Basically my flood filling algorithm is doing this:
The different colors means the following:
- Blue pixels are the points from the polygon
- Red pixels are what Flood Fill has already filled
- Magenta is the combination of both colors
- Yellow pixels should never appear (that means that the algorithm that iterates the shape has already been iterated)

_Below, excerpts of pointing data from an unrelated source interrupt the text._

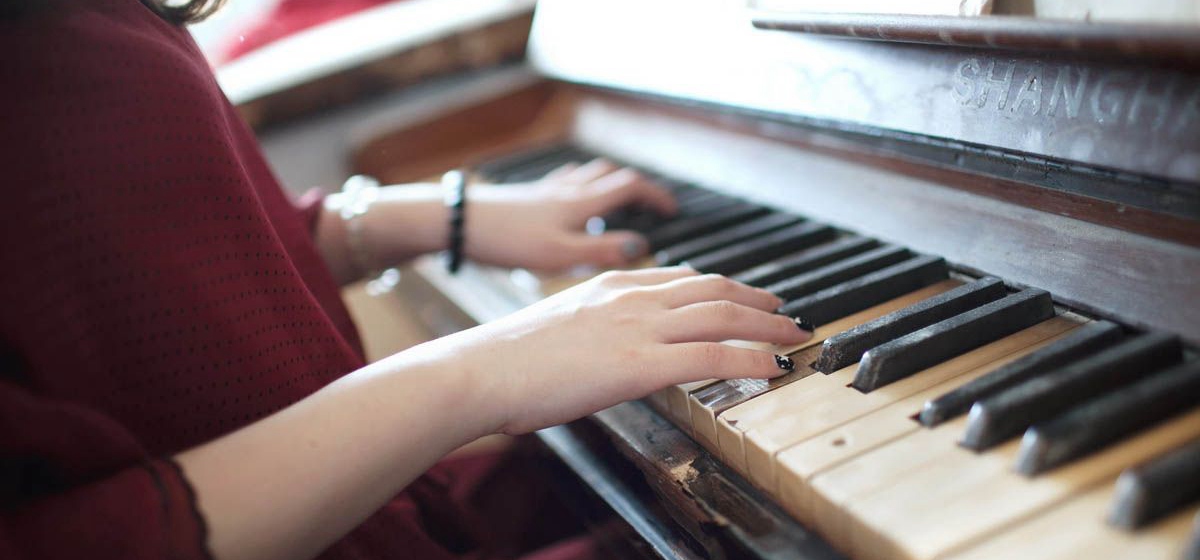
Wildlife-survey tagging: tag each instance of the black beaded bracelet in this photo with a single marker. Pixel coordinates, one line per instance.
(455, 184)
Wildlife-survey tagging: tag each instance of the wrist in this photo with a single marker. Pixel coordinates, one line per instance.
(445, 375)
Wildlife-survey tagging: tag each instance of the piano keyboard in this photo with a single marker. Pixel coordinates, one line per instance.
(933, 415)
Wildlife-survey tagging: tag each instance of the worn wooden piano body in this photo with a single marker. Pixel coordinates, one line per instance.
(1062, 157)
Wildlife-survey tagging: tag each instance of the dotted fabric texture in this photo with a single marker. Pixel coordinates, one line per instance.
(159, 290)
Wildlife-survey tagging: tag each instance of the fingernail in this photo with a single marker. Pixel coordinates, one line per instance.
(631, 248)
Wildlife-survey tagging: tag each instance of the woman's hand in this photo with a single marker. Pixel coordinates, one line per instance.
(537, 226)
(617, 337)
(355, 443)
(541, 224)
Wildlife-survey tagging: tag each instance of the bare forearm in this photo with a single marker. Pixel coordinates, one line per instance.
(291, 485)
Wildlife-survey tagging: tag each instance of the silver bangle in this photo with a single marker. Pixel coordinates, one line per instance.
(358, 193)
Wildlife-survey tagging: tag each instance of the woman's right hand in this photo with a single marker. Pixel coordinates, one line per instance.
(355, 443)
(617, 337)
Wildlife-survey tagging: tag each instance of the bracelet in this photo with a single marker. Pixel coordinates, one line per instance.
(455, 184)
(358, 193)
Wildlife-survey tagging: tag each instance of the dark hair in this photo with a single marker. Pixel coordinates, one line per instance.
(190, 11)
(177, 12)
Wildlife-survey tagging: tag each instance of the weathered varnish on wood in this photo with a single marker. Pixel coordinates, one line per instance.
(819, 403)
(802, 462)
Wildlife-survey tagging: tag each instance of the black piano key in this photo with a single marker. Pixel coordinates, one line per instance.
(744, 256)
(1086, 339)
(1108, 419)
(678, 230)
(646, 220)
(846, 348)
(501, 169)
(811, 258)
(852, 296)
(703, 205)
(837, 272)
(1192, 549)
(1008, 413)
(1151, 491)
(676, 254)
(942, 341)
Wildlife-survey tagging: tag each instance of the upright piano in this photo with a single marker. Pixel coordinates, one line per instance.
(993, 224)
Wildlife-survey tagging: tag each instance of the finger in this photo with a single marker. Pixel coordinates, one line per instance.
(651, 276)
(695, 361)
(561, 172)
(696, 289)
(628, 187)
(612, 248)
(725, 320)
(591, 172)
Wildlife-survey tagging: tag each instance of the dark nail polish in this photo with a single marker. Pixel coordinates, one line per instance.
(633, 248)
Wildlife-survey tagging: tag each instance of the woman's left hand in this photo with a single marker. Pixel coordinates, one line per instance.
(541, 224)
(535, 226)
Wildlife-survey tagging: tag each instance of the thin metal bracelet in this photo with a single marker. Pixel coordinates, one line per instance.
(358, 193)
(455, 185)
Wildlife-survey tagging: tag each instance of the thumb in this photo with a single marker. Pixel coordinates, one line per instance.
(611, 248)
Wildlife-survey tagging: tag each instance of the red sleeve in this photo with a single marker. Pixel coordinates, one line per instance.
(77, 486)
(309, 206)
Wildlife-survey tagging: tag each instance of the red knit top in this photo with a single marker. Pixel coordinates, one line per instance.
(159, 289)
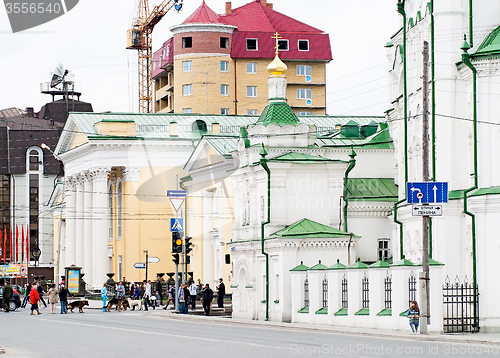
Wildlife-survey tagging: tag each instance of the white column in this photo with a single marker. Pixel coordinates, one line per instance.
(87, 228)
(70, 184)
(79, 220)
(99, 227)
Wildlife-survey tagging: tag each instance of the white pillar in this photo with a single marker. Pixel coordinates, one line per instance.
(87, 228)
(79, 220)
(70, 189)
(99, 227)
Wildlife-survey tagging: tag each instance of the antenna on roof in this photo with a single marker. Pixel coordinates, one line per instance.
(58, 76)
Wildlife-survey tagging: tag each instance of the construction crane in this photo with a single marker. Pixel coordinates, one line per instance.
(139, 38)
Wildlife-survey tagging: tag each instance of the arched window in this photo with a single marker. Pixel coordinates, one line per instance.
(110, 211)
(198, 128)
(119, 203)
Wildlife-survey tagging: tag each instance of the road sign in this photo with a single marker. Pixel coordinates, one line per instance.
(427, 210)
(427, 192)
(176, 193)
(176, 224)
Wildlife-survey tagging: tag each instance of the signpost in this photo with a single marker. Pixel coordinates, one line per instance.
(427, 210)
(427, 192)
(176, 224)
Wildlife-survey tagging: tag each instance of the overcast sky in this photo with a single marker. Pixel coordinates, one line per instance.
(90, 42)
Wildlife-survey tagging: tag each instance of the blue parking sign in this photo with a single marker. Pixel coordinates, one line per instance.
(426, 192)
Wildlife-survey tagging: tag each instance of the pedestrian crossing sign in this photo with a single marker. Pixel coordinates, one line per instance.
(176, 224)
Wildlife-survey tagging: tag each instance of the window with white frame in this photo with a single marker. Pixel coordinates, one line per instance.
(303, 45)
(282, 45)
(303, 70)
(252, 45)
(187, 66)
(384, 253)
(119, 203)
(304, 93)
(187, 90)
(251, 91)
(252, 67)
(224, 66)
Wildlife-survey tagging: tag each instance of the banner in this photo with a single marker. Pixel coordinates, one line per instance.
(14, 271)
(73, 280)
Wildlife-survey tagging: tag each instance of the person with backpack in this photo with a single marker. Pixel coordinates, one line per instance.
(207, 296)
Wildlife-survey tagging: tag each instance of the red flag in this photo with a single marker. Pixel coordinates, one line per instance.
(22, 244)
(4, 244)
(28, 243)
(17, 245)
(11, 244)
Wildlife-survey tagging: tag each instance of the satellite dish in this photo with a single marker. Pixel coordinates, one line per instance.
(58, 75)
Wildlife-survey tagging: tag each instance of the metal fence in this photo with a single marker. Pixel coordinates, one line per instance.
(365, 286)
(388, 291)
(461, 306)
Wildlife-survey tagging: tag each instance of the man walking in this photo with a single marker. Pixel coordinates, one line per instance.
(7, 296)
(159, 290)
(40, 291)
(207, 297)
(222, 291)
(193, 291)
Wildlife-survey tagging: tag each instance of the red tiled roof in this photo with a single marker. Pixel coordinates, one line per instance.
(255, 17)
(203, 15)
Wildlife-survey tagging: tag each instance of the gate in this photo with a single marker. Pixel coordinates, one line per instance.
(461, 306)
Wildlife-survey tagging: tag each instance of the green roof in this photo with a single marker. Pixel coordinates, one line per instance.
(403, 262)
(379, 264)
(301, 267)
(337, 266)
(278, 113)
(374, 189)
(302, 158)
(357, 264)
(490, 45)
(308, 228)
(319, 266)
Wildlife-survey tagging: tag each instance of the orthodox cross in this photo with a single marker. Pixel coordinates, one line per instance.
(276, 37)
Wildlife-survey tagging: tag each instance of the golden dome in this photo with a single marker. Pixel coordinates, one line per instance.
(277, 67)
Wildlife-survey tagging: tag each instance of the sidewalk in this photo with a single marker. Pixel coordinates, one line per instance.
(457, 338)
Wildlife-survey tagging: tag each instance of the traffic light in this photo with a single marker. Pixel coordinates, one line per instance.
(188, 244)
(176, 242)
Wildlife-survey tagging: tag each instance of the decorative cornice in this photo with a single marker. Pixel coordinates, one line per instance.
(131, 174)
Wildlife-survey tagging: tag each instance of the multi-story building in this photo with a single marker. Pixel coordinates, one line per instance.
(216, 64)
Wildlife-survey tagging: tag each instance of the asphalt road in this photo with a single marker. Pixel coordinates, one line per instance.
(154, 334)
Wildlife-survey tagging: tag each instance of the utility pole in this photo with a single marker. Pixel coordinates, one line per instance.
(424, 276)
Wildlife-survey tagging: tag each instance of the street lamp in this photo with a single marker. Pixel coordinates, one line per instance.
(58, 158)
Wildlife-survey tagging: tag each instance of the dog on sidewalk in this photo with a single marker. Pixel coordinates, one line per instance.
(79, 303)
(135, 303)
(119, 303)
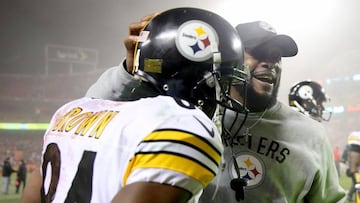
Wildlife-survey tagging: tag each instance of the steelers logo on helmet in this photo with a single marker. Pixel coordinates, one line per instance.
(305, 92)
(196, 40)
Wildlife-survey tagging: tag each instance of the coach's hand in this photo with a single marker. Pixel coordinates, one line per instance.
(130, 41)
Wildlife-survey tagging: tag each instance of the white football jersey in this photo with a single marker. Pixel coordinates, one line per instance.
(95, 147)
(354, 138)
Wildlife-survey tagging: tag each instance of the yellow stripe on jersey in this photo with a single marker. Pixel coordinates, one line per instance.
(171, 162)
(185, 137)
(176, 161)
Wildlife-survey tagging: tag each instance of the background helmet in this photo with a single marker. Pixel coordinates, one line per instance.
(192, 54)
(309, 97)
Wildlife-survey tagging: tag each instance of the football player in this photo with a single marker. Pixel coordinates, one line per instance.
(163, 146)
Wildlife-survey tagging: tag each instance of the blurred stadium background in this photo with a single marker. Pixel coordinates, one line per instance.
(52, 51)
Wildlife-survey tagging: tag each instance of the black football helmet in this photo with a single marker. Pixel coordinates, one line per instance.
(309, 97)
(192, 54)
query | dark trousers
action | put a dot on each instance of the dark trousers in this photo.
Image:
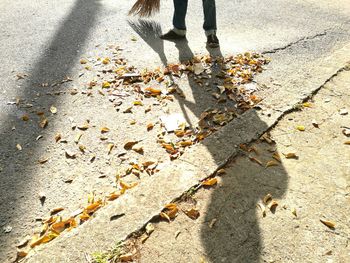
(209, 9)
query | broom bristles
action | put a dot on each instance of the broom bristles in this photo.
(145, 8)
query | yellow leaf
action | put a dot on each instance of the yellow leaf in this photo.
(328, 223)
(291, 155)
(25, 117)
(267, 198)
(106, 61)
(253, 159)
(56, 210)
(43, 123)
(93, 207)
(153, 91)
(129, 145)
(300, 128)
(192, 213)
(271, 163)
(83, 61)
(53, 109)
(110, 147)
(58, 137)
(150, 126)
(104, 129)
(210, 182)
(126, 257)
(84, 126)
(138, 103)
(106, 85)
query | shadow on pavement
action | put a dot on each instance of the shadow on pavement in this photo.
(18, 178)
(235, 236)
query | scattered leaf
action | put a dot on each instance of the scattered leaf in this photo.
(53, 109)
(192, 213)
(291, 155)
(300, 128)
(267, 198)
(328, 223)
(210, 182)
(271, 163)
(43, 123)
(150, 126)
(129, 145)
(110, 147)
(104, 129)
(56, 210)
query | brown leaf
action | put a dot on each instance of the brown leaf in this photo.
(267, 198)
(192, 213)
(150, 126)
(328, 223)
(104, 129)
(210, 182)
(271, 163)
(56, 210)
(130, 144)
(291, 155)
(110, 147)
(43, 123)
(53, 109)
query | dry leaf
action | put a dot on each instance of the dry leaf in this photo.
(149, 228)
(262, 208)
(56, 210)
(137, 149)
(129, 145)
(150, 126)
(84, 126)
(212, 223)
(253, 159)
(25, 117)
(110, 147)
(267, 198)
(126, 257)
(70, 154)
(291, 155)
(58, 137)
(328, 223)
(300, 128)
(43, 123)
(42, 161)
(271, 163)
(53, 109)
(138, 103)
(104, 129)
(192, 213)
(210, 182)
(272, 205)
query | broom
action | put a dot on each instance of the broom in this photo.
(145, 8)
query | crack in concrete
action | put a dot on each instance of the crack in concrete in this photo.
(275, 50)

- Everything else is the source texture
This is my current method:
/// <summary>
/// Floods the fill.
/// </summary>
/// <typeparam name="T"></typeparam>
/// <param name="source">The source.</param>
/// <param name="x">The x.</param>
/// <param name="y">The y.</param>
/// <param name="width">The width.</param>
/// <param name="height">The height.</param>
/// <param name="target">The target.</param>
/// <param name="replacement">The replacement.</param>
public static void FloodFill<T>(this T[] source, int x, int y, int width, int height, T target, T replacement)
where T : IEquatable<T>
{
int i;
source.FloodFill(x, y, width, height, target, replacement, out i);
}
/// <summary>
/// Floods the array following Flood Fill algorithm
/// </summary>
/// <typeparam name="T"></typeparam>
/// <param name="source">The source.</param>
/// <param name="x">The x.</param>
/// <param name="y">The y.</param>
/// <param name="width">The width.</param>
/// <param name="height">The height.</param>
/// <param name="target">The target to replace.</param>
/// <param name="replacement">The replacement.</param>
/// <param name="i">The i.</param>
// This was generic
public static void FloodFill<T>(this T[] source, int x, int y, int width, int height, T target, T replacement, out int i)
where T : IEquatable<T>
{
i = 0;
HashSet<int> queue = new HashSet<int>();
queue.Add(P(x, y, width, height));
while (queue.Count > 0)
{
int _i = queue.First(),
_x = _i % width,
_y = _i / width;
queue.Remove(_i);
if (source[_i].Equals(target))
source[_i] = replacement;
for (int offsetX = -1; offsetX < 2; offsetX++)
for (int offsetY = -1; offsetY < 2; offsetY++)
{
// do not check origin or diagonal neighbours
if (offsetX == 0 && offsetY == 0 || offsetX == offsetY || offsetX == -offsetY || -offsetX == offsetY)
continue;
int targetIndex = Pn(_x + offsetX, _y + offsetY, width); // This is already inverted that's why we don't use F.P(...)
int _tx = targetIndex % width,
_ty = targetIndex / width;
// skip out of bounds point
if (_tx < 0 || _ty < 0 || _tx >= width || _ty >= height)
continue;
if (!queue.Contains(targetIndex) && source[targetIndex].Equals(target))
{
queue.Add(targetIndex);
if (Monitor.IsEntered(i))
++i;
else
Interlocked.Increment(ref i);
}
}
if (i > 100000)
break;
}
}
I can't show the other code, but I can try to explain it.
Basically, we have this texture (https://themindheist.files.wordpress.com/2015/03/gta_usa_map3.png) (It's too big to be here).
- We iterate it pixel by pixel.
- If we found any allowed pixel (Grass, Rock, Ice, Snow or whatever) then...
- We start looking for the shape of the current biome
- Then before continuing iterating we call Flood Fill algorithm.
- With this call we ensure that we will never pass over any pixel that form part of any of the map's polygons.
But as you can see, I have problems.
Watching at my implementation I suppose that when enqueued pixels looks for neighbors they are trapped and they don't return any neighbor pixel.
Or maybe, this is the way my flood fill algorithm executes (under special conditions I don't know).
What could you suggest/recommend me to do?
Note: The texture was get when I manually exited the method. So, my fill algorithm is filling the texture by "layers" that's why there are so many yellow pixels.